For M4S14/M5S14: All of the above and additionally, masters level material to be self-studied (based on master level textbook/research monograph/paper).

### Time Series (7.5 ECTS)

**Please note: this module currently runs in the Autumn term**

Time series analysis is an important area of statistics with applications in finance, engineering and many physical sciences plus areas such as neuroscience in medicine. This module covers introductory ideas in both the time domain and frequency domain areas of the subject. Topics:

Real examples, stationarity, autocovariance sequences, covariance matrices for segments, examples of discrete stationary processes, trend removal and seasonal adjustment, the general linear process, spectral representation, sampling and aliasing, linear filtering, estimation of mean and autocovariance, spectral estimation via the periodogram, tapering for bias reduction, autoregressive processes and estimation of their parameters, parametric and non-parametric bivariate time series, coherence, forecasting.

### Additional optional modules

## Additional optional options

### Algorithmic Trading and Machine Learning (5 ECTS)

**Please note: this module currently runs in the Autumn term**

*The Algorithmic Trading and Machine Learning module is part of the MSc in Mathematics and Finance. Any MSc in Statistics student interested in the module is welcome to attend the lectures. A limited number of MSc in Statistics students will be allowed to take this module for credit towards their degree. Priority will be given to the students following the Statistical Finance stream. The final selection of students allowed to take the module for credit will be decided by both Programme Directors after the student's registration for the January exams. *

The aim of the course is to present a series of cutting-edge topics in the area of “Algorithmic trading” in a unified and systematic fashion. For each of the problems presented, we try to emphasize both the mathematical theory as well as industry applications. The course consists of two main parts: 1) Optimal Execution Problems and 2) Machine Learning in Finance. Optimal execution techniques are particularly relevant for market makers and quantitative brokers whereas machine learning is often used by hedge fund and prop desks to generate trading signals. However machine learning algorithms can be also applied as part of optimal execution tools, for example in order to chose order types or speed of execution. The basic optimal execution problem consists of an agent (e.g. a bank or a broker) who needs to buy or sell a pre-specified number of units of a given asset within a fixed time frame (e.g. an hour, a day, etc). Assuming that the purchase or sale of the asset will have an impact on its price, what is the execution policy which minimizes market impact? Having decided on the execution schedule, what type of order (market or limit order) is better to submit? The first problem can be formulated as a trade-off between the expected execution cost and the price risk due to exogenous factors. We shall solve the optimization problem for different types of

- Price dynamics (ABM vs GBM, with drift or without drift);
- Market impact type (temporary, transient, permanent);
- Exogenous Risk functions (variance, VaR).

Machine learning techniques are becoming increasingly popular in the financial industry. They are typically used to help predict asset price patterns, volatility regimes, etc. The course starts by formalizing the concept of “learning” and providing an overview of various learning techniques.
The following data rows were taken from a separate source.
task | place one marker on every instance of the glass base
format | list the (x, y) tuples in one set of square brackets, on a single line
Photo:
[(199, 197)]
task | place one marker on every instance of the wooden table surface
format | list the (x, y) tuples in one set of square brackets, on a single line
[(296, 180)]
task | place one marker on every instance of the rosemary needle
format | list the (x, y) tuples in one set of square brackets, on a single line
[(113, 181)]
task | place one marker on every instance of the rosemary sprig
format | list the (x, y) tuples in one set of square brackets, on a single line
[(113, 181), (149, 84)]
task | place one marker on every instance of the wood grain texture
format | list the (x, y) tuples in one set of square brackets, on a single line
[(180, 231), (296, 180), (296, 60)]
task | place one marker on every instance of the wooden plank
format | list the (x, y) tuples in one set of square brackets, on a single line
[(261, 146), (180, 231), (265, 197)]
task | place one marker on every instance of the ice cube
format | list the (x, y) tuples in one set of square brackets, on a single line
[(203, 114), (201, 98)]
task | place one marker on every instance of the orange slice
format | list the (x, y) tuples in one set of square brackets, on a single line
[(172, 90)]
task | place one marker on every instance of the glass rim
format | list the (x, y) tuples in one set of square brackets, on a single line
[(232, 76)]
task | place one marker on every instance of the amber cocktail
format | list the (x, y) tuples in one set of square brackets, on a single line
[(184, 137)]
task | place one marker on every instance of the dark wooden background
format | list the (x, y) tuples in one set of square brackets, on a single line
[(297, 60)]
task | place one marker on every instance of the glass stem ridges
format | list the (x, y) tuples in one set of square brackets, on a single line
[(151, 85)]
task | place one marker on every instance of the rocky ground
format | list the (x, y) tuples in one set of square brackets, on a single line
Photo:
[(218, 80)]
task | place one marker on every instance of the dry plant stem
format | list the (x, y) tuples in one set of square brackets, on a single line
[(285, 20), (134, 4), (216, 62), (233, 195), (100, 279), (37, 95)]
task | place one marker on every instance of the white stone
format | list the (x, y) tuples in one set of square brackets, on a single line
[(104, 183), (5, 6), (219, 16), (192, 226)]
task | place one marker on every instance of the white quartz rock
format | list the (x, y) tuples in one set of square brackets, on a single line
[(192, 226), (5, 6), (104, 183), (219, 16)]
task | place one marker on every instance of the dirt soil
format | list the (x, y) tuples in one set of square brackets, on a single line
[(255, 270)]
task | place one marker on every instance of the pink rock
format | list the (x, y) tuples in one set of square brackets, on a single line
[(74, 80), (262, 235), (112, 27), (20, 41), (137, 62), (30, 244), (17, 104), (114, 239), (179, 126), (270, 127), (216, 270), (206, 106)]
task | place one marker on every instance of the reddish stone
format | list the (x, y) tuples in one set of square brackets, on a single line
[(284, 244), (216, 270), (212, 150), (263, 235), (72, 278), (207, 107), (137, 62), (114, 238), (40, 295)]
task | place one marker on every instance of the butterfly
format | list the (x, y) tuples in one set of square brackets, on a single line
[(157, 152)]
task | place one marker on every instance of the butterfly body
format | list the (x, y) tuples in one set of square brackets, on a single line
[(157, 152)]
The subsequent lectures analyze in detail some of the most popular machine learning algorithms such as neutral networks and support vector machines. We then introduce various smoothing tools (kernel regression, wavelets, HHTs) which have historically been developed for signal processing applications but have found their way into finance over the last few years. Those methods can be used as stand alone or jointly with other learning algorithms, e.g. SVM. Finally, we shall analyze issues related to model selection and how to combine different models to improve the learning outcome. Trading applications using real market data will be presented during the course.